Apaziguamento
O vento sussurrou-lhe ao ouvido a chegada da sua
companheira. A adrenalina era tanta que pareceu-lhe capaz de desmaiar, cair
para o lado, apagar. Olá, dizia-lhe o
cheiro dela, estou perto. Ao longe, o caminho desaparecia por detrás das
árvores. E foi de lá que ela surgiu, bela, astuta, inteligente e
particularmente boa.
Ambos sorriam para a vida que juntou os dois há dois meses e
ambos ignoravam se o seu encontro seria uma aventura fugaz ou o começo de uma
longa parceria. Não sabiam. Mas também não havia mal nisso. A idade avançada de
ambos fazia com que os dois olhassem com alguma desconfiança a possibilidade de
um novo e longo amor; mas ambos entregavam-se um ao outro como se nenhum
tivesse ainda vivido antes as amarguras e felicidades de uma relação amorosa.

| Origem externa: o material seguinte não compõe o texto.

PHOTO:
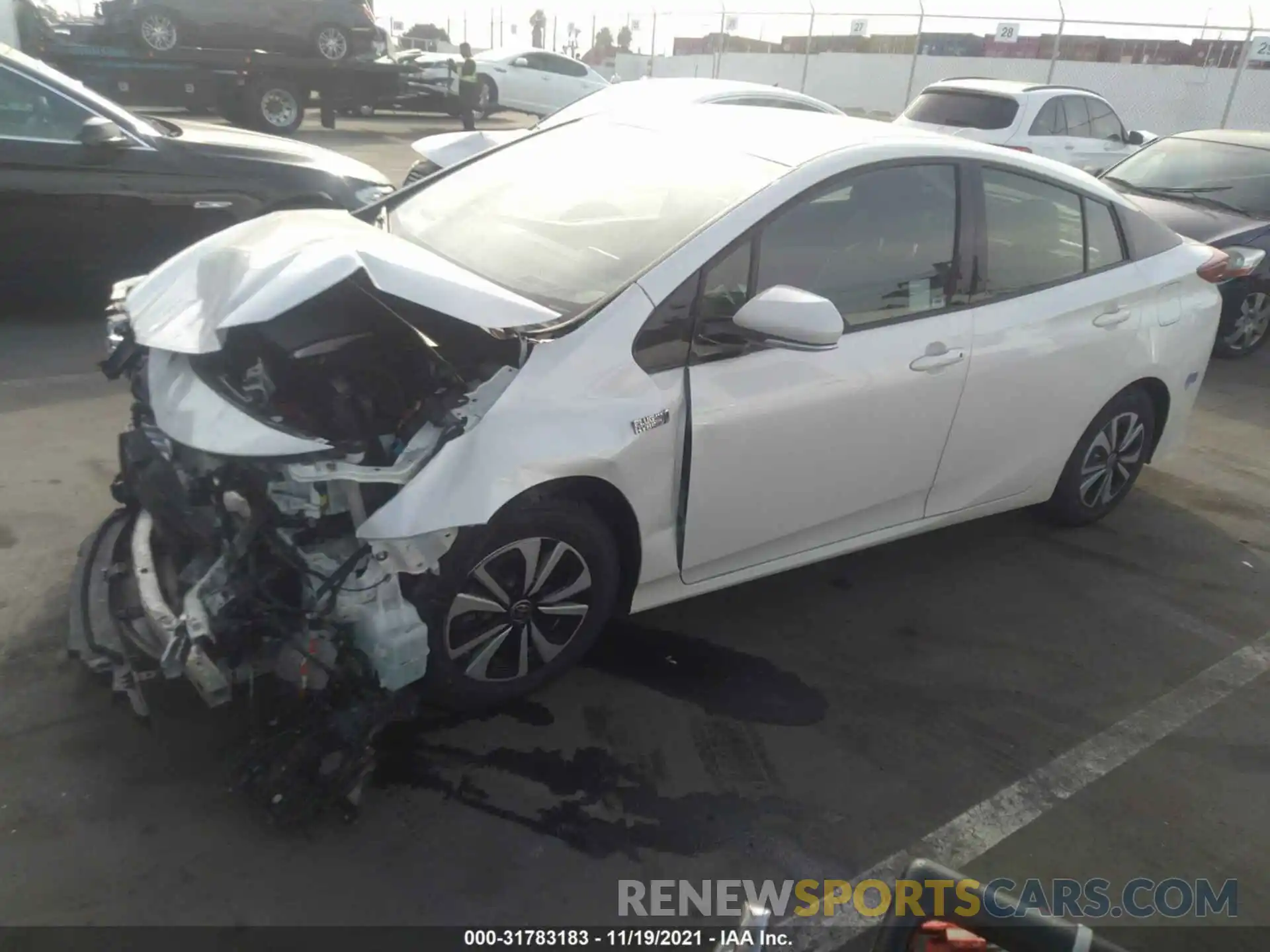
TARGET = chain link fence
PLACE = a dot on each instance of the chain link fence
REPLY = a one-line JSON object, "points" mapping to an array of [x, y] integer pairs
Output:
{"points": [[1206, 71]]}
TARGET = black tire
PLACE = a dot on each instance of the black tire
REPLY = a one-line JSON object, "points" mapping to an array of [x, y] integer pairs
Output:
{"points": [[332, 42], [489, 95], [1245, 325], [159, 30], [468, 635], [275, 106], [1117, 442]]}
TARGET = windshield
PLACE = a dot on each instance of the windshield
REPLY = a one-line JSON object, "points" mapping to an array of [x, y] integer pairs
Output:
{"points": [[95, 100], [972, 111], [1235, 175], [567, 218]]}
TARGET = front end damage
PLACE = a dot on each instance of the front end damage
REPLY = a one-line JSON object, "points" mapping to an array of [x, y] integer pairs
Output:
{"points": [[247, 476]]}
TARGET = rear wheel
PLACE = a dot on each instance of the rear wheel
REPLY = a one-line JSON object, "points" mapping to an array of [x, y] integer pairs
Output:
{"points": [[1246, 329], [517, 602], [158, 30], [275, 106], [1107, 461], [333, 44]]}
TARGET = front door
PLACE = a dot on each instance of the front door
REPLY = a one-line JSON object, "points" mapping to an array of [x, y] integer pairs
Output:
{"points": [[1054, 328], [795, 450]]}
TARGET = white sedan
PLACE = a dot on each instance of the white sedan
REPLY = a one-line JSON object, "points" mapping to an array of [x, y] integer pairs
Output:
{"points": [[532, 81], [648, 95], [437, 446]]}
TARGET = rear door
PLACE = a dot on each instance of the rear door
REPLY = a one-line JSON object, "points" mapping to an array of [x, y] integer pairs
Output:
{"points": [[1056, 328]]}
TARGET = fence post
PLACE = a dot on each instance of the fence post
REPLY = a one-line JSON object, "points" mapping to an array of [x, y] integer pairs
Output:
{"points": [[1058, 42], [917, 51], [807, 54], [720, 44], [652, 52], [1238, 73]]}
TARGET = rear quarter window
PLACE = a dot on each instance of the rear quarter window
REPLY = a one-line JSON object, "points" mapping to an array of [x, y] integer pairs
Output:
{"points": [[966, 110]]}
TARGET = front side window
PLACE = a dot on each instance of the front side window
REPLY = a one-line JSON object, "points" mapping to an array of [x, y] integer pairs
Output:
{"points": [[1037, 235], [31, 111], [1104, 124], [964, 110], [1078, 117], [879, 248], [1050, 121], [568, 218]]}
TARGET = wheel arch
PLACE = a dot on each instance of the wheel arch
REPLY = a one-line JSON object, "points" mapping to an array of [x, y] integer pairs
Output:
{"points": [[1161, 401], [614, 509]]}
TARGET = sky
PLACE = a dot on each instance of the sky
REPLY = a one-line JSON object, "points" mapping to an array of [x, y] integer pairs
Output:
{"points": [[508, 24]]}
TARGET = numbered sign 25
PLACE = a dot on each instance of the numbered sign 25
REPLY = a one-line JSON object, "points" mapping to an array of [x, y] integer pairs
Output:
{"points": [[1007, 32]]}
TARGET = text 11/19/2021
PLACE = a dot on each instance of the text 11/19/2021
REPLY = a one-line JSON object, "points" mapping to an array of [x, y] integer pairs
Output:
{"points": [[624, 938]]}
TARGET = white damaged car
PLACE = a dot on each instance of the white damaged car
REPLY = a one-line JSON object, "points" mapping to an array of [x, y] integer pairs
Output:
{"points": [[427, 451]]}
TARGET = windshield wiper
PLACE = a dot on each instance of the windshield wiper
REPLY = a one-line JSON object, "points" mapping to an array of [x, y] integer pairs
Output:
{"points": [[1199, 193]]}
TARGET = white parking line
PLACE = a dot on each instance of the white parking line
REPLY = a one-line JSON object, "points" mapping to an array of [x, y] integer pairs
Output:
{"points": [[988, 823]]}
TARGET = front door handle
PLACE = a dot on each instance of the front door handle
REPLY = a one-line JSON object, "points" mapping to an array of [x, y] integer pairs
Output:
{"points": [[934, 362], [1113, 317]]}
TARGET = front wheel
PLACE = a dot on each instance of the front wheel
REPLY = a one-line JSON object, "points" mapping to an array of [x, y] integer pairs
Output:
{"points": [[517, 602], [1246, 329], [1107, 461]]}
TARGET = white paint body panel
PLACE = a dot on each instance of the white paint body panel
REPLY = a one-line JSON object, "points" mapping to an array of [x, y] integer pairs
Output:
{"points": [[796, 456], [258, 270]]}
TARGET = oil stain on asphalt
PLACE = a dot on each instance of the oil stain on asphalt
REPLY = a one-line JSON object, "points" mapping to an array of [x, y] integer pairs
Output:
{"points": [[600, 804]]}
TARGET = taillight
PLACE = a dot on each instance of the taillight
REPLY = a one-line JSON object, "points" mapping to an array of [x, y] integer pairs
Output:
{"points": [[1214, 270], [1244, 260]]}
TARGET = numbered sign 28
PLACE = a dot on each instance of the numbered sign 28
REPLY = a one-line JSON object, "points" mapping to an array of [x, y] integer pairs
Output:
{"points": [[1007, 32]]}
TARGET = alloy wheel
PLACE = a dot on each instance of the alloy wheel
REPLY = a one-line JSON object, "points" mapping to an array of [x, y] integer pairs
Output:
{"points": [[280, 108], [1111, 460], [1253, 323], [159, 32], [332, 44], [519, 608]]}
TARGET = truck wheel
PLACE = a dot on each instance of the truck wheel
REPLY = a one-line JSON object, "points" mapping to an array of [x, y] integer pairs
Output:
{"points": [[158, 30], [276, 106], [333, 42]]}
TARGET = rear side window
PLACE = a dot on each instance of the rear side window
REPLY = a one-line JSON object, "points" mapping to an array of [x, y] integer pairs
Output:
{"points": [[966, 110]]}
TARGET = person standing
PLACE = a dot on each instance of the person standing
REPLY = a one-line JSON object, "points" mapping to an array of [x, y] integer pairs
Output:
{"points": [[469, 87]]}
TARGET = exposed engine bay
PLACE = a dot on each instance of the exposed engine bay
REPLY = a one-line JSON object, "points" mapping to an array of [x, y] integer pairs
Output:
{"points": [[222, 568]]}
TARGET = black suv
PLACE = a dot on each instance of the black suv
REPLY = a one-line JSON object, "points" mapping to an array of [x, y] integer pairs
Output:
{"points": [[332, 30]]}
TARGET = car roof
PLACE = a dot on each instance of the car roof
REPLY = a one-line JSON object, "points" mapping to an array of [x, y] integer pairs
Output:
{"points": [[1011, 88], [793, 138], [677, 92], [1254, 139]]}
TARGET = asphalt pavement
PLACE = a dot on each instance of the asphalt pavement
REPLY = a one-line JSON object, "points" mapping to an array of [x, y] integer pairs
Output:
{"points": [[810, 725]]}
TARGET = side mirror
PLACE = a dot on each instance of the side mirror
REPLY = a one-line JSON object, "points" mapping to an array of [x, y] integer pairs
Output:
{"points": [[97, 132], [793, 317]]}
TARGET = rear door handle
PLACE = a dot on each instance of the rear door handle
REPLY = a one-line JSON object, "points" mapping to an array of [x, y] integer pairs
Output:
{"points": [[934, 362], [1113, 317]]}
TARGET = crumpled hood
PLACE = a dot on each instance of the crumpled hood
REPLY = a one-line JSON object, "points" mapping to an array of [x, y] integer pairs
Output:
{"points": [[451, 147], [229, 141], [258, 270]]}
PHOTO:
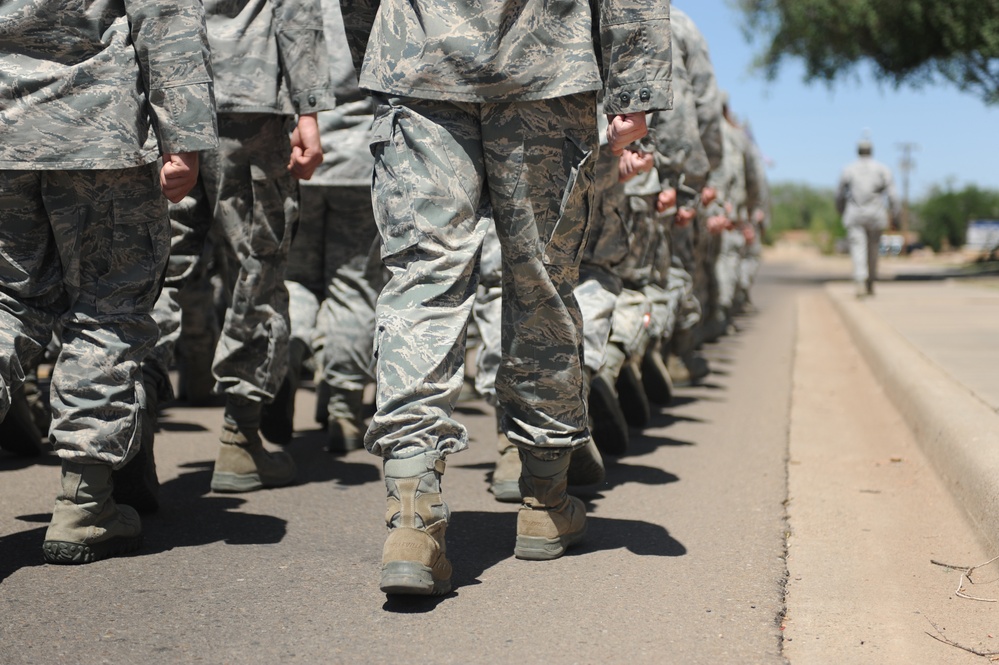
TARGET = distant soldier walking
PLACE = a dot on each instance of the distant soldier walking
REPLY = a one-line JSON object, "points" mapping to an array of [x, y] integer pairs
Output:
{"points": [[866, 197]]}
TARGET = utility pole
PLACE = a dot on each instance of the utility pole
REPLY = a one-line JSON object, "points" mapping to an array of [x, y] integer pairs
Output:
{"points": [[905, 165]]}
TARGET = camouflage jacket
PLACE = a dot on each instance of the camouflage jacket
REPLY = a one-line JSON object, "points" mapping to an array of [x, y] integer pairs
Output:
{"points": [[866, 194], [687, 141], [269, 56], [737, 179], [346, 130], [104, 84], [464, 50]]}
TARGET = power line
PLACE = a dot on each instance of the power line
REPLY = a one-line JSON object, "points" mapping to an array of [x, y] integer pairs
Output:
{"points": [[906, 165]]}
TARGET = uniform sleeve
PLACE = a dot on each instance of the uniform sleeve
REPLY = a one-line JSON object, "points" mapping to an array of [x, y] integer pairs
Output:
{"points": [[358, 19], [172, 48], [893, 203], [842, 191], [754, 188], [303, 53], [707, 97], [635, 55]]}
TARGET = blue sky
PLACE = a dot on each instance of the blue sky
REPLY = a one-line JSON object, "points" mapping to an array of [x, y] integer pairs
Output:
{"points": [[809, 131]]}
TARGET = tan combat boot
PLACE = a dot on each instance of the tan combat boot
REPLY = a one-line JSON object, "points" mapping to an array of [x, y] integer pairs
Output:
{"points": [[87, 525], [505, 485], [344, 426], [244, 465], [656, 379], [586, 466], [414, 559], [549, 520]]}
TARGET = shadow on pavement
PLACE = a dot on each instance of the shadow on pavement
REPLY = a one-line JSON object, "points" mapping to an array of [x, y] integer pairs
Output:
{"points": [[22, 549], [316, 465], [477, 540], [11, 462], [190, 516]]}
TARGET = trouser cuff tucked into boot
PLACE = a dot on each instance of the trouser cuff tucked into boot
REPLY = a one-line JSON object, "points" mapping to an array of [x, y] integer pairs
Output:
{"points": [[549, 520], [86, 524], [244, 465], [414, 559], [505, 484]]}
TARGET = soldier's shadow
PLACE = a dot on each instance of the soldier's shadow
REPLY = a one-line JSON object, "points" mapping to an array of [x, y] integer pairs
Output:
{"points": [[24, 548], [317, 465], [478, 540], [481, 539], [190, 516]]}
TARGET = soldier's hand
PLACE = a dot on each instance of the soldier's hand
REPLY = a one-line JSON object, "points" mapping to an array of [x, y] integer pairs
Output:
{"points": [[178, 175], [708, 195], [306, 148], [632, 163], [666, 200], [624, 129], [684, 216], [717, 223]]}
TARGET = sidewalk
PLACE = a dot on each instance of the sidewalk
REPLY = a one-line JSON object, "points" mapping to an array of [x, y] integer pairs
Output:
{"points": [[934, 346]]}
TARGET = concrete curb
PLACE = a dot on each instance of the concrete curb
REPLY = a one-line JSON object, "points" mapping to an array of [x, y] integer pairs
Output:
{"points": [[957, 431]]}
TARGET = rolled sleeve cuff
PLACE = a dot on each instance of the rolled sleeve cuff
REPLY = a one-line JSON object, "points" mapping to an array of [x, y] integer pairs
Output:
{"points": [[184, 118], [312, 101], [638, 98]]}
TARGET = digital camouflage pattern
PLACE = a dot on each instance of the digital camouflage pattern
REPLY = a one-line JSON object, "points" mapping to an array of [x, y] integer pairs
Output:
{"points": [[269, 56], [89, 95], [866, 194], [520, 50], [537, 158], [246, 175], [345, 130], [687, 140], [74, 79], [82, 252]]}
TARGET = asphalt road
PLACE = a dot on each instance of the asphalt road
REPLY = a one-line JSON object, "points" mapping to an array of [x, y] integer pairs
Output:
{"points": [[685, 559]]}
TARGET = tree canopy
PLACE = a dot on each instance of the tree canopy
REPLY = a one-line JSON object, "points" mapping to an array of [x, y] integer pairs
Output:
{"points": [[942, 218], [906, 41]]}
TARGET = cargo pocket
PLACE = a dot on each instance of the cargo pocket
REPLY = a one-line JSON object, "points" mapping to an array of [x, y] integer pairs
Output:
{"points": [[274, 213], [137, 256], [568, 238]]}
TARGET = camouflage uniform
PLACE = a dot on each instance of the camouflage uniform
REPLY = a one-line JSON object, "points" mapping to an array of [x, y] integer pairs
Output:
{"points": [[335, 254], [269, 60], [84, 235], [866, 197], [686, 143], [430, 243], [737, 183], [759, 218]]}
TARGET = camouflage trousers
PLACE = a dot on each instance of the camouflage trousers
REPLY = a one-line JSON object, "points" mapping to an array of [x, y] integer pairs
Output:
{"points": [[864, 247], [337, 254], [84, 252], [727, 268], [433, 162], [487, 312], [750, 265], [248, 200]]}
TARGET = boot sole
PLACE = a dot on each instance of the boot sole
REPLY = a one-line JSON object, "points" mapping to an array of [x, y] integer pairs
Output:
{"points": [[656, 380], [507, 491], [64, 553], [536, 548], [344, 446], [411, 579], [233, 483]]}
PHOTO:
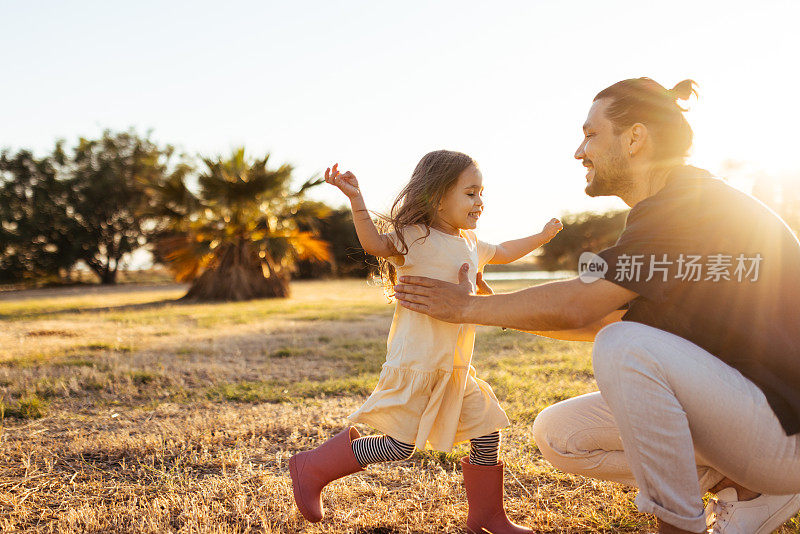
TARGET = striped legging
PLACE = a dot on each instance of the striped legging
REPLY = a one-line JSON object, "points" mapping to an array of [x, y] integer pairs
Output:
{"points": [[484, 450]]}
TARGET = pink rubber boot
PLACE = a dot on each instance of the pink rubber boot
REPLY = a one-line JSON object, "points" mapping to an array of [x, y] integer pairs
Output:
{"points": [[313, 470], [484, 484]]}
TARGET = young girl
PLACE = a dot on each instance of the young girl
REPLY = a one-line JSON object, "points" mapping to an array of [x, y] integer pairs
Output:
{"points": [[428, 391]]}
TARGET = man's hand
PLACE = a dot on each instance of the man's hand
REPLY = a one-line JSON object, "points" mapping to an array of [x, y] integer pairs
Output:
{"points": [[439, 299], [483, 287]]}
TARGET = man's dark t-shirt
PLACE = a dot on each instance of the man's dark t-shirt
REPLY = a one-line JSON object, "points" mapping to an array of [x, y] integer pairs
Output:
{"points": [[687, 239]]}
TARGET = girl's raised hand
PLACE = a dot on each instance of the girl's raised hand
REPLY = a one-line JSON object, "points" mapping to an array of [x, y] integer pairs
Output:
{"points": [[552, 228], [346, 182]]}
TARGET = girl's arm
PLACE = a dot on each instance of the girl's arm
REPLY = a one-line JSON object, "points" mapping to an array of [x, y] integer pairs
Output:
{"points": [[513, 250], [371, 240]]}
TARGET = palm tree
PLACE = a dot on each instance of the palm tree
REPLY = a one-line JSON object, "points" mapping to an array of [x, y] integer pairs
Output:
{"points": [[239, 237]]}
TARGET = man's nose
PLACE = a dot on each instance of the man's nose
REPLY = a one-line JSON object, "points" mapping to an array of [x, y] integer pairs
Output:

As árvores foram testemunhas das reacções um do outro e o
caminho, ali bifurcado ,levou-os pelo poente à fonte centenária onde pararam
para comer. A fonte,há cinco séculos que servia as populações à sua volta de
água especial, sublinhava-se e vincava-se mesmo com vigor o seu carácter
medicinal.
Hoje à noite sonhei que tinha morrido, dizia-lhe ela com o
coração apertado, injectaram-me uma droga qualquer que me fez acalmar no
caminho perpétuo para o que era pressuposto ser a escuridão final. E só quando
me foi dado morrer, relaxei por completo e acordei. Ele ouvia-a calmamente e
sem sorrir e sem sorrir lhe disse, sem a interromper, pois ela tinha parado um instante
para pensar, disse-lhe, dizia, pareceu-me um sonho bom. Parece que a morte é
antecedida por uma sensação de bem-estar. Assim, parece-me que és felizarda.
Morreste e continuas aqui para contar a história. Ela, como que definitivamente
apaziguada, suspirou, sorriu e inclinou o rosto para lhe facilitar o caminho
para um beijo; ao mesmo tempo último e primeiro.